Putting the X-factor in experience

Shoppers are getting more discerning – and fickle. The challenge for retailers is to offer an unforgettable customer experience, online and in real life.

customer experience

How many times have you walked into a store and been met with bored, inattentive or worse, surly sales staff?

Combine bad customer service with today’s savvy shopper and it’s no wonder that retailers are hurting at the sales till. These days, customers have no qualms about walking out the door if they feel that service is not up to par.

In a 2014 survey by American Express, nearly 70 per cent of 1,000 respondents in Singapore said that they would avoid businesses with bad service, while about 80 per cent would pay more for excellent service.

But the mantra of good customer service is often easier said than done. How exactly do retailers offer a great shopping experience if shoppers aren’t biting?

One way is to start from the bottom with training. New ways of training promise to be more than the expensive, old-fashioned programmes of old in dull classroom settings. These new training methods are becoming more interactive, cheaper and offer fun learning for retail staff – especially important when staff are expected to be much more responsive and better informed about products.

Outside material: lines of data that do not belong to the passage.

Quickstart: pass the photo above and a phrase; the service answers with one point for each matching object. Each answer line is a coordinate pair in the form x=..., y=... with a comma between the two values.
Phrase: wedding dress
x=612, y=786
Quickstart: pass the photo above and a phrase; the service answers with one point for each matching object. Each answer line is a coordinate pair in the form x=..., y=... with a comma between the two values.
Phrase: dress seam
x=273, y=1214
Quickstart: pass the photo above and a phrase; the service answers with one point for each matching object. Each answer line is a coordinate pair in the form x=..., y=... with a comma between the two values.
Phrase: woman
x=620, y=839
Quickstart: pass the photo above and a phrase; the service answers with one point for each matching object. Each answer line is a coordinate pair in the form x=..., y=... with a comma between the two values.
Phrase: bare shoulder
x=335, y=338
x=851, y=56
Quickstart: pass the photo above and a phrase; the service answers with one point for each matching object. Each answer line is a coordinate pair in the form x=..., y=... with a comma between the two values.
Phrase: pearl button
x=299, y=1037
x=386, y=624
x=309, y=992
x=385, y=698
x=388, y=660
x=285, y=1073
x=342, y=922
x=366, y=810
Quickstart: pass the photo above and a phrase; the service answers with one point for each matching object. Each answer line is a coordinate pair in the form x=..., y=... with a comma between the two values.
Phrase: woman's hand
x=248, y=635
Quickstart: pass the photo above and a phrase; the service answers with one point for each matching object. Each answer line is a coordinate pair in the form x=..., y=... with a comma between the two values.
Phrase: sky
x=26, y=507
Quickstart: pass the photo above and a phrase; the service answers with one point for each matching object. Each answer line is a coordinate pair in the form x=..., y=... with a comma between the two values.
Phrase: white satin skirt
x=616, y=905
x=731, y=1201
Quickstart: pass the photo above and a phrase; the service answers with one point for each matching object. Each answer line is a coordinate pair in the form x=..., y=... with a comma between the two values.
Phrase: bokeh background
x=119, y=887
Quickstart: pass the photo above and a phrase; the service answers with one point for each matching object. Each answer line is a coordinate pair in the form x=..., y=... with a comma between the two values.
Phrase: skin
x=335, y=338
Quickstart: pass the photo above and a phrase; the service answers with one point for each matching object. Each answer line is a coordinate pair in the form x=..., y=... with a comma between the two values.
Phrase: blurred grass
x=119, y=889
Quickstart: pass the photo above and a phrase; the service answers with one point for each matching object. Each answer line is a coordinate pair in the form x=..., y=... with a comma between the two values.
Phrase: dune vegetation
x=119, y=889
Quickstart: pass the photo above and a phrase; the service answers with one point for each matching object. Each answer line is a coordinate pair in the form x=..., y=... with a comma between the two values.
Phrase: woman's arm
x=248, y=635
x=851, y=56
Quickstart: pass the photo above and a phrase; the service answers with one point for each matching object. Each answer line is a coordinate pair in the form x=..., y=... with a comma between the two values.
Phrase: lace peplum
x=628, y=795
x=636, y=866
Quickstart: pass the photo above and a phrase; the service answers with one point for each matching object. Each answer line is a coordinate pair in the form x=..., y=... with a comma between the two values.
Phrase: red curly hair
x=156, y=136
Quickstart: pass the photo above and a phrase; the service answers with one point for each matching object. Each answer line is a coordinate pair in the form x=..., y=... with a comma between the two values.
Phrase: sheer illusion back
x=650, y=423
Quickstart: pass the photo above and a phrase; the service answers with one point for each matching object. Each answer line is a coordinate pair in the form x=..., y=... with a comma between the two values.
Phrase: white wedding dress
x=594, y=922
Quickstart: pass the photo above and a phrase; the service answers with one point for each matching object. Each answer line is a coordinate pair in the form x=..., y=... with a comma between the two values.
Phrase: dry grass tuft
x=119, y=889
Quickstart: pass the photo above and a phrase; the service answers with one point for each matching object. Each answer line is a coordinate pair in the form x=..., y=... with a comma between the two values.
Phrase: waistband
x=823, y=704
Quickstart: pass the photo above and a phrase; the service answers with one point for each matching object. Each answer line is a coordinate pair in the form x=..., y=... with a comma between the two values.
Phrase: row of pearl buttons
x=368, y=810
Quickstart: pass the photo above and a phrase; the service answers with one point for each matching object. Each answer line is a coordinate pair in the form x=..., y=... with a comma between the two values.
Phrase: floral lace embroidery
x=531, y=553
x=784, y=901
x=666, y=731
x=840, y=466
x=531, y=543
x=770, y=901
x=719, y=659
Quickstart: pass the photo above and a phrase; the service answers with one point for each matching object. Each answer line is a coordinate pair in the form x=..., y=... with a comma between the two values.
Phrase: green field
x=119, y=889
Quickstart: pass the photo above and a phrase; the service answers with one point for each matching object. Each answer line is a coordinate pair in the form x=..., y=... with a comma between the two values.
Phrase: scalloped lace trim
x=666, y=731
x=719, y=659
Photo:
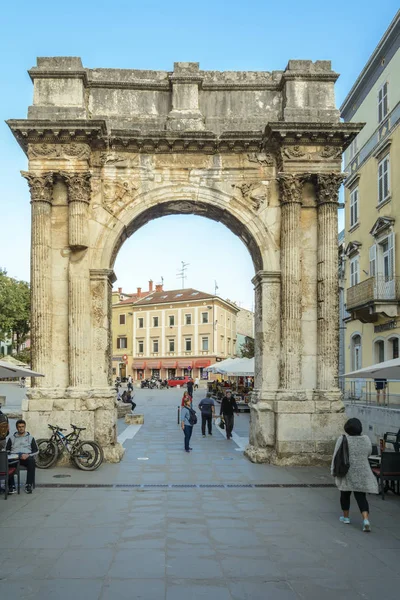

Take the startup Myagi, which offers an online training platform for the retail industry. Retailers create their own shareable videos on customer service for sales staff, who in turn are rewarded and given incentives for their engagement.

The subscription-only platform, which can be accessed on mobile, also integrates training data with a retailer’s existing system as well as analyses data from the measuring and giving of feedback.

Another Australian startup, arcade, goes a step further by “gamifying” the retail sales process to boost staff engagement – and increase sales. Its app lets users play games to turn their work achievements into points, badges and levels, helping even disengaged employees rise to the top of the leader-board.

arcade tool in different mobile devices

Image Credit: Arcade

Said David Cherrie, Head of Sales for arcade: “The benefits for retailers have proven to be increased productivity and sales, deeper insights into workforce dynamics and most of all, engaged employees!”

Aside from training sales staff, retailers would do well to keep their eye on customer loyalty too in improving the customer experience. With a deluge of loyalty cards and other points-for-purchases models, conventional customer loyalty programmes are not working as well as before.

Retailers now have to think of new and different ways to reward and incentivise shoppers. Another new loyalty programme possibility: Value-added perks, personalised offers and relevant discounts, such as customised welcome discounts, VIP member checkouts and free snacks in-store.

For instance, members of American online pharmacy Walgreens earn points each time they track healthy activities, such as walking or testing blood pressure, and set health goals.

Taking the high-tech route is American loyalty startup PunchTab. The startup’s platform allows retailers to create loyalty and engagement programmes. For example, retailers can offer a reward every time users show a receipt that they bought a product while collecting this data at the same time. 

Other tech-driven ideas that will help to engage and entice shoppers include dynamic and interactive electronic shelf labels; mobile payment and point-of-sale solutions; and one-on-one interaction with in-app messages.

And, over the next decade or so, artificial intelligence can also provide the next level of customer service. Already, Shell has introduced intelligent virtual assistants developed by Artificial Solutions’ Teneo Platform. Called Emma and Ethan, these online assistants advise the energy company’s customers in the US and UK markets on 3,000 lubricant products and their 16,500 different characteristics.

The list goes on – but what matters most to retailers is to get off their chair, bite the bullet and pick the best solution for their needs.